Об Александре Алябьеве написано много. Биографии зачастую изобилуют выдуманными или додуманными подробностями. Ну что ж, и такое тоже бывает. Однако этот всем известный исторический персонаж был очень неоднозначен! Хотя, о чём это я? В то время - а это первая четверть 19 века - было временем удивительных людей с удивительными судьбами. Я уже писала об одном из них - Фёдоре Толстом-американце. Я думала, что меня будет трудно удивить чем-либо, но Алябьеву это удалось в полной мере.
Итак, начнём по порядку...
Александр Александрович Алябьев родился 15 августа 1787 в Тобольске, в дворянской семье. Он был четвёртым ребёнком супругов Алябьевых.

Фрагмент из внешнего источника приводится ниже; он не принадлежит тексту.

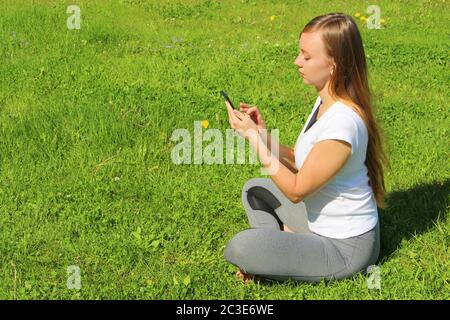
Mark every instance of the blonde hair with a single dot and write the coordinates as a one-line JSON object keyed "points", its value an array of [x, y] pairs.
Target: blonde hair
{"points": [[349, 82]]}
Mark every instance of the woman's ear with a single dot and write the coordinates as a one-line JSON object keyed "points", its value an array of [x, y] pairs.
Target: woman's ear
{"points": [[333, 67]]}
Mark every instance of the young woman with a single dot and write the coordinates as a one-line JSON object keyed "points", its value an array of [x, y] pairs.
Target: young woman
{"points": [[316, 217]]}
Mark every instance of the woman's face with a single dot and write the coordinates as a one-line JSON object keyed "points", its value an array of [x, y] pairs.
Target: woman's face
{"points": [[313, 63]]}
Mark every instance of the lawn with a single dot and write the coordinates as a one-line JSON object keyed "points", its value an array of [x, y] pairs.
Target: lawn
{"points": [[87, 115]]}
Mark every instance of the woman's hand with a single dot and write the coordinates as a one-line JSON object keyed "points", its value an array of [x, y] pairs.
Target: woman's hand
{"points": [[254, 114], [242, 123]]}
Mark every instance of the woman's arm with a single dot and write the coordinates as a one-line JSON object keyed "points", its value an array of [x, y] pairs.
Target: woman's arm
{"points": [[285, 154]]}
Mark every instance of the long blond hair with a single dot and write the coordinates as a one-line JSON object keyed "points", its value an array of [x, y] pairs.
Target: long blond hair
{"points": [[349, 82]]}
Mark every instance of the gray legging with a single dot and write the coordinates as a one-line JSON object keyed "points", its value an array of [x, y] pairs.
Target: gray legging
{"points": [[267, 251]]}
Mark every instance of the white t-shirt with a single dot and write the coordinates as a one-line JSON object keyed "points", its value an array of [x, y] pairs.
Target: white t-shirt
{"points": [[345, 206]]}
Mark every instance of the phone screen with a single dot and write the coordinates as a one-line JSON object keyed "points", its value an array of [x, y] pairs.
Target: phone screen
{"points": [[225, 96]]}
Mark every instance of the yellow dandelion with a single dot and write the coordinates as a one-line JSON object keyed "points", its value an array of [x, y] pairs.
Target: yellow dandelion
{"points": [[205, 124]]}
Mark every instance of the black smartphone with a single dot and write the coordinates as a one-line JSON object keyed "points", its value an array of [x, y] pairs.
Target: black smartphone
{"points": [[225, 96]]}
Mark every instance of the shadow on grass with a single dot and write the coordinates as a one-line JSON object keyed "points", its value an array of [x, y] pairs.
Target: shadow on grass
{"points": [[410, 212]]}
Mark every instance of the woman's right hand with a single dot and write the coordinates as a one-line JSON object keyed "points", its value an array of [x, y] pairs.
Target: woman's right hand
{"points": [[254, 113]]}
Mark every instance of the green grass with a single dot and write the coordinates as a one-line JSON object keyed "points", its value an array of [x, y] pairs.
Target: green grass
{"points": [[86, 117]]}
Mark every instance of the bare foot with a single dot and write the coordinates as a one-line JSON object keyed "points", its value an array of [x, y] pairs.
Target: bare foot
{"points": [[247, 277]]}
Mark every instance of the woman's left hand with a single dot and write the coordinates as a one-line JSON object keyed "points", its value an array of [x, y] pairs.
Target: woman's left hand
{"points": [[242, 123]]}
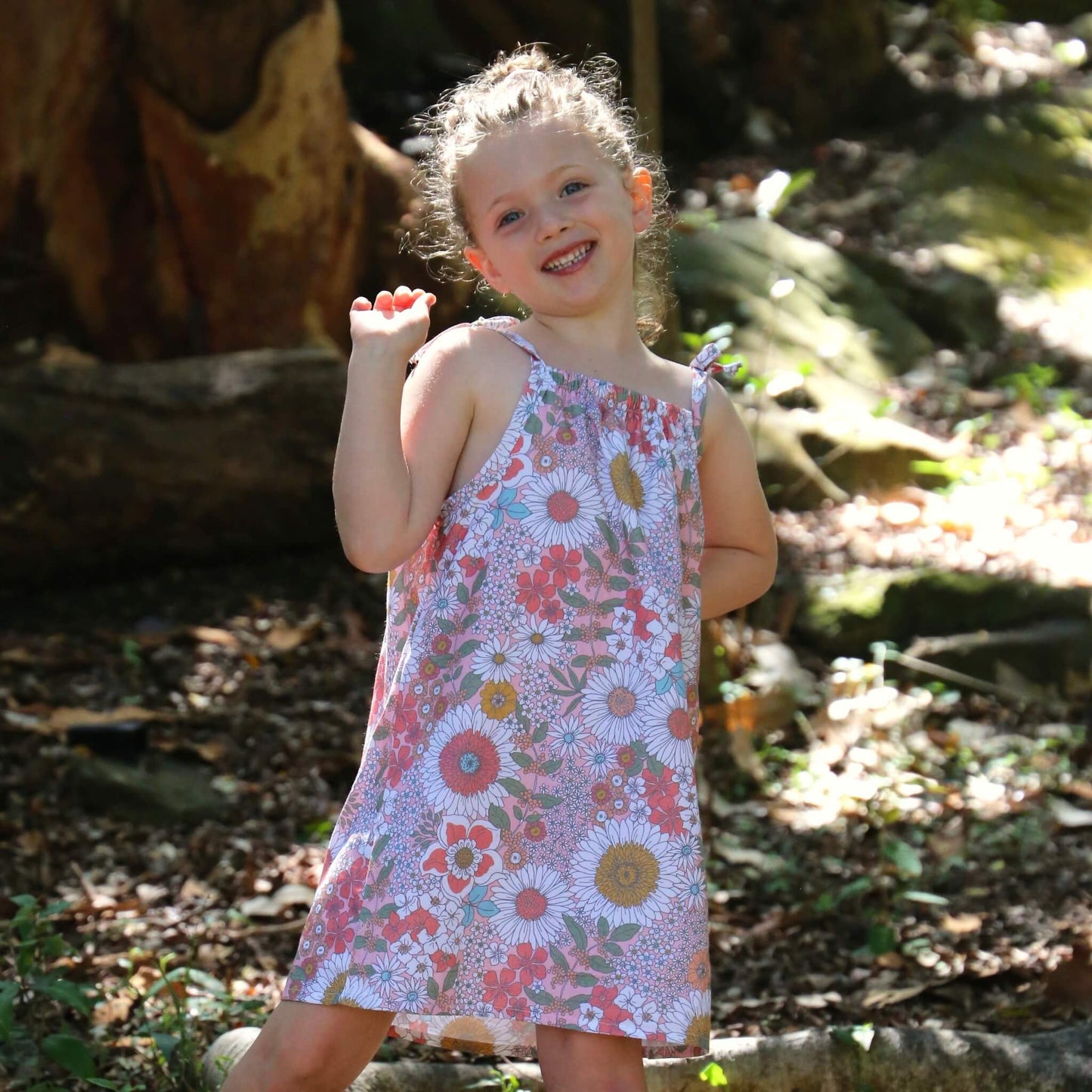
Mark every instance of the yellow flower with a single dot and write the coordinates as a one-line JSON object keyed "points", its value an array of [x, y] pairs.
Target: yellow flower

Отец Алябьева - Александр Васильевич - был человеком просвещенным, либеральным и большим любителем музыки. Он занимал отличный пост- служил в должности генерал-губернатора. Дом Алябьевых был музыкальным: здесь играли и родители, и гости - ссыльные, которым покровительствовал отец будущего композитора. Все дети получали хорошее домашнее воспитание.
Первая встреча со столичным гостем конечно же не запомнилась маленькому Саше: ему было около 3 лет отроду. А вот эмоции остались. И запомнились, хотя это кажется невероятным. В Тобольске тогда случился большой пожар. И дому генерал-губернатора тоже досталось. И тушили его ( дом имеется ввиду) всем миром. А гость - им был ссыльный Николай Радищев - потом запишет: «Всех больше потерпел здешний губернатор. Счастливым себя почитал тем, что осталась в доме его овчинная шуба, в которую кутали трех его детей при случившейся тогда холодной погоде». Среди этих малышей был и маленький Саша. После пожара семья переехала в двухэтажный каменный дом на Богородской улице, сохранившийся и поныне. А Николай Радищев, которому было разрешено пожить в Тобольске ещё несколько месяцев, стал очень частым гостем градоначальника.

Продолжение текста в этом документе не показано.